Health anxiety is present in approximately 5% of GP attendees. Patients with health anxiety are significantly more likely to request investigations, and providing investigations without addressing the underlying anxiety does not reduce health-related worry — it often increases it.

Relevant Guidelines

  • NICE NG59: Low back pain and sciatica
  • NICE CKS: Back pain — low (without radiculopathy)
  • British Triathlon medical guidance on training through injury.

Frequently Asked Questions

How do I differentiate health anxiety from a genuine clinical concern?

The key indicators of health anxiety driving a presentation are: a specific trigger event (in this case, the friend's surgery), symptom checking behaviour (constantly monitoring the pain, researching online), catastrophic interpretation of benign symptoms, reassurance-seeking that provides only temporary relief, and avoidance behaviour. Crucially, the clinical assessment does not match the level of concern — no red flags, no neurological features, and a clear mechanical explanation. Name the anxiety directly: 'I think your friend's experience has understandably made you anxious, and that anxiety is amplifying how you're experiencing the pain.'

Should I order investigations to reassure a patient with health anxiety?

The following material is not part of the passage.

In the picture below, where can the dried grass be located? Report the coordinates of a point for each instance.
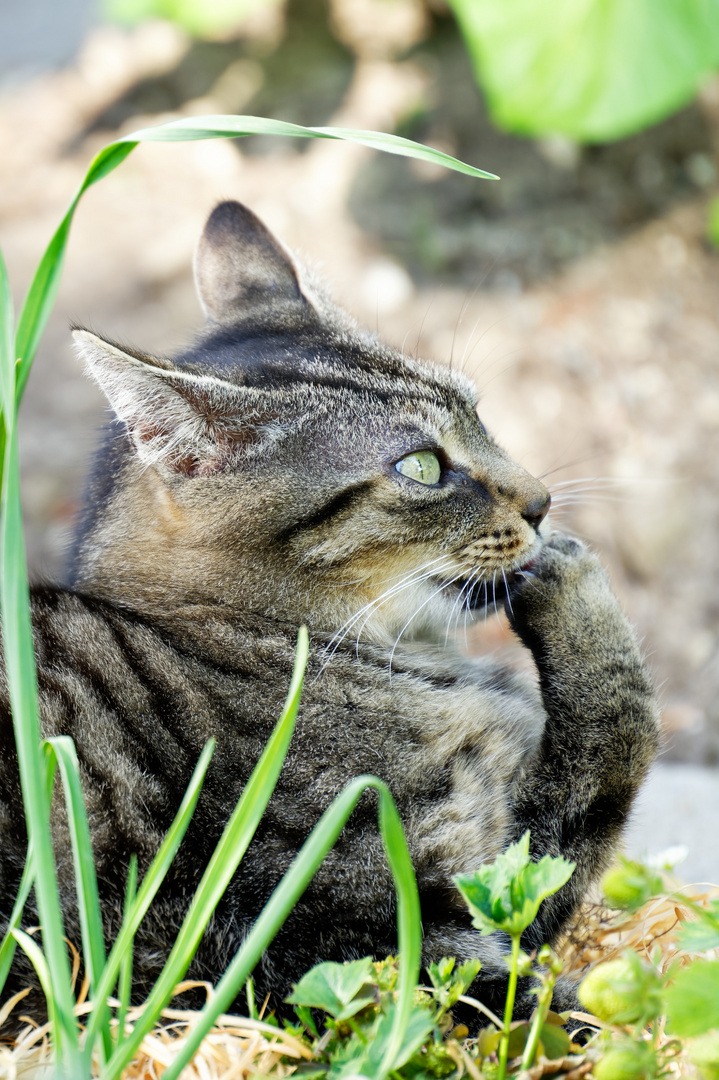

Generally no. Research consistently shows that investigations in health anxiety provide only temporary reassurance and often increase anxiety long-term — either through incidental findings or through reinforcing the belief that something serious needed ruling out. The more effective approach is providing confident clinical reassurance based on a thorough assessment: 'I've checked for every serious cause and you don't have any of them. I'm confident this is a mechanical problem that will get better with the right management.' If anxiety persists despite reassurance, consider referral for CBT.

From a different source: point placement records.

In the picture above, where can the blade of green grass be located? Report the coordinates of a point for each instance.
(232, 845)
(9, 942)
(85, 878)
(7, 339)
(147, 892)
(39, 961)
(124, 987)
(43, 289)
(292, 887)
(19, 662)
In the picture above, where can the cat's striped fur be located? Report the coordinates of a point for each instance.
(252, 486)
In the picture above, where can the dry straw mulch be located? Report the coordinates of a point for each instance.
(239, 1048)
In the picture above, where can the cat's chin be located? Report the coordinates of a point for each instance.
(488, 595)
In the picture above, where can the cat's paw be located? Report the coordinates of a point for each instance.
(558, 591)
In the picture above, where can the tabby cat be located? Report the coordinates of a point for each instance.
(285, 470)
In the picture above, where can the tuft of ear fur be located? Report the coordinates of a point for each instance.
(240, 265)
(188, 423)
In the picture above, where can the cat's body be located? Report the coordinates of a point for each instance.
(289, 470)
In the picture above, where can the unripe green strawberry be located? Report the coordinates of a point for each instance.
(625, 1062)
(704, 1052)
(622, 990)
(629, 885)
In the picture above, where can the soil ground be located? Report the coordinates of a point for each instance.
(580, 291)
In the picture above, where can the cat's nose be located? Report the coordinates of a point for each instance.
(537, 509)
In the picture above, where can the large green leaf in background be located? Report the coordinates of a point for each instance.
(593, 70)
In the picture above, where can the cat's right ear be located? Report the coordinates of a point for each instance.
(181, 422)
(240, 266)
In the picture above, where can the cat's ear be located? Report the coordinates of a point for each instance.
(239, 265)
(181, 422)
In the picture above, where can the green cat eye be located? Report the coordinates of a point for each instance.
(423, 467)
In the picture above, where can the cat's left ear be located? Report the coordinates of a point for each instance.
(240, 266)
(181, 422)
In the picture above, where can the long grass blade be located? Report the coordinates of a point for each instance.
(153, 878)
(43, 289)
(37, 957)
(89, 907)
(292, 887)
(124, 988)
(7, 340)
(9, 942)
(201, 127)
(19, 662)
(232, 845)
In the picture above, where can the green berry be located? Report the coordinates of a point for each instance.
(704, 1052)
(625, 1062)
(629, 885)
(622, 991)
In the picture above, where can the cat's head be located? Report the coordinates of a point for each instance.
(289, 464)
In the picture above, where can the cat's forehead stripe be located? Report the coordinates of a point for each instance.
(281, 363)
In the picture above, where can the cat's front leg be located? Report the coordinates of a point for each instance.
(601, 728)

How do I advise a triathlete about training with back pain?

Frame it in training language they understand: 'This is a recovery block — your body is telling you to deload.' Reduce running volume by 50% and substitute pool sessions (swimming is usually pain-free with back pain). Remove heavy gym lifts temporarily (deadlifts, squats) and substitute core stability work. Keep cycling if comfortable, using a more upright position. Gradually rebuild volume over 2-3 weeks guided by pain response. With 4 months to an Ironman, a 2-3 week modified block leaves ample preparation time.

How do I address reluctance to take painkillers in a health-conscious patient?

Reframe analgesia as treatment, not weakness: 'Taking ibuprofen for 5-7 days is not about masking the pain — it's reducing the inflammation that is maintaining the spasm cycle. Think of it like icing an injury — it is part of the recovery process, not a crutch.' For health-conscious patients, explain the mechanism: 'The muscle is in spasm, the spasm causes pain, the pain causes more spasm. We need to break that cycle so the physio can work on the underlying cause.' This clinical reasoning usually resonates with analytical patients.

When should I escalate back pain management in a young patient?

Escalation is indicated if: new neurological symptoms develop (leg pain, numbness, weakness, bladder or bowel disturbance), pain worsens despite 6-8 weeks of appropriate conservative management, or new red flags emerge (unexplained weight loss, night pain that wakes from sleep, fever). Make these escalation criteria explicit to the patient: 'If any of these things happen, come back immediately and we will reassess including imaging.' This gives the patient a clear safety net and often reduces anxiety more effectively than ordering an MRI upfront.